Today I found a plastic bag with clean towels and bed linen hanging on my door but thought that changing it on the second day is not environmentally friendly so I brought it inside for later. Hotel staff cannot clean my room for the whole duration of my quarantine, makes sense, but the room was so dusty from the beginning that I continued my frustrated wet cleaning routine in the morning and realized there is a thick layer of white dust under the bed. The situation called for a vacuum cleaner, so I went to the reception in the hopes they will let me borrow the machine. The woman on duty became totally terrified when she heard my request. “No, no, I cannot let you take it, it’s impossible”. I was kind of expecting this to be honest and asked: “Okay, so what should we do?”. She went to consult her superiors in the room behind the counter and came back holding the vacuum cleaner. “I will do it myself”, she said. Japan is a country of precedents; if no guest was ever allowed to borrow vacuum cleaners before, there is no way it will happen, even if it’s not that problematic considering the other new rules interfering with the usual procedure. The rule of no cleaning in quarantined rooms is reasonable, but it seems that no one among the staff really understands why it was made in the first place, they just follow generic guidelines without questioning them. So she came into my room, zero hesitation about coronavirus. We moved the bed together, but the machine was so old and weak that some areas were left as dusty as they were and the receptionist just pretended that it’s supposed to be like that anyway and left. I got even more frustrated and went out of the hotel again to buy cleaning supplies and finish the job myself because I started getting some kind of allergy already. I figured I will explain it to the university if they will be notified about my absence and thought it should be okay. When I was exploring the pedestrian shopping area nearby in search of a 100-yen shop, I found an absolute gem — La Cittadella, an extraordinary array of “Italian-style” buildings forming a semi-open department store with an amphitheater that has a fountain instead of a stage…

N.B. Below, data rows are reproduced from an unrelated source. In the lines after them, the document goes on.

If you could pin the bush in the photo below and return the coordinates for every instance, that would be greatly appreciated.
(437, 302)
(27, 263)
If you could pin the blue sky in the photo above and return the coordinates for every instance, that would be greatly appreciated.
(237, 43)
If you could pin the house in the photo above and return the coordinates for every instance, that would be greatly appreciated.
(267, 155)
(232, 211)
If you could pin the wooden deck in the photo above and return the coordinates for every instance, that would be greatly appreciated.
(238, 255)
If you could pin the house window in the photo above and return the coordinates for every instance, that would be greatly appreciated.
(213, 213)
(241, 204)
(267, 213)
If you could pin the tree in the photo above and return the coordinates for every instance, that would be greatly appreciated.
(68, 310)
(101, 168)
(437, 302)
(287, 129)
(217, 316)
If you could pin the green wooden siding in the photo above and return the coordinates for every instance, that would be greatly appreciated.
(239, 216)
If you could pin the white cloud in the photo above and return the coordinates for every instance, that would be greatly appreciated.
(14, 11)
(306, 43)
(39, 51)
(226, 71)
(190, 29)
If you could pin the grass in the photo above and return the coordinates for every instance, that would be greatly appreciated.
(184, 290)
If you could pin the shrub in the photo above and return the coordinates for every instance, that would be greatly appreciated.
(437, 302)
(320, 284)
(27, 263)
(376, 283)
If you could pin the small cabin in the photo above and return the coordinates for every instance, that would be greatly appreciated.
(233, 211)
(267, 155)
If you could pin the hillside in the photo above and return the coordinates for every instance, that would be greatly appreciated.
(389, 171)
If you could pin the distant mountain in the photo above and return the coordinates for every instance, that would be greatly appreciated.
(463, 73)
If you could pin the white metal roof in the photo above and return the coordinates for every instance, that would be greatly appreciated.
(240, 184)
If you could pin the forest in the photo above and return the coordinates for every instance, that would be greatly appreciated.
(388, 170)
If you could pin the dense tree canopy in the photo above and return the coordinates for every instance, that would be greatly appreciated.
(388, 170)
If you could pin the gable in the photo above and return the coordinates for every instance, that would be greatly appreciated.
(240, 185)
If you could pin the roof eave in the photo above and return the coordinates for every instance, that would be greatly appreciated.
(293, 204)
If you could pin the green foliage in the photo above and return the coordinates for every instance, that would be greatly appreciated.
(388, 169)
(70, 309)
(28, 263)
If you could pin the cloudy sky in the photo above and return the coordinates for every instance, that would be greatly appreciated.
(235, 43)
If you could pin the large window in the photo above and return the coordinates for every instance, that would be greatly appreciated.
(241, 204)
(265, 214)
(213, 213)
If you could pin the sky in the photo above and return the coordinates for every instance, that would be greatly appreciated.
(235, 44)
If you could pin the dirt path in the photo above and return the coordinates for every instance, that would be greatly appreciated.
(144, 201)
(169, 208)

To an ordinary passerby unfamiliar with Italian townscapes it might look pretty normal, but if you’re fairly familiar with European culture, it’s like looking at those extra-realistic robots who resemble humans too much and you get extremely uncomfortable because it just feels… wrong. I will quote a comment from my Japanese architect-friend who spent his childhood in the same neighborhood, often going to Cittadella for movies: “Japanese people have this innocent aspiration towards the Western cityscape, they are used to see it on TV and in commercials. For us it is “Italy”, even though it is a pseudo-experience”. Lacking Western cultural context, it is very easy for Japanese architects to recognize and replicate visual elements and symbols of Italian architecture (fountains, amphitheaters, tile pavements, colors of the facade, even the shape of a piazza), but almost impossible to understand how they are supposed to be linked together (proportions, scales, functional context), so in the end we have a bizarre dream-like built environment, made out of familiar elements but distorted, put together in an unsettling way or misused, misinterpreted. Very similar thing keeps happening to Italian restaurants’ interiors and even the food they serve — looks kind of similar, but tastes slightly (or sometimes not slightly) wrong. I used to complain about it, but let’s remember that we have pretty much the same understanding of Japanese culture in Europe — we love and replicate those inspiring visual elements but don’t have enough information to understand the context.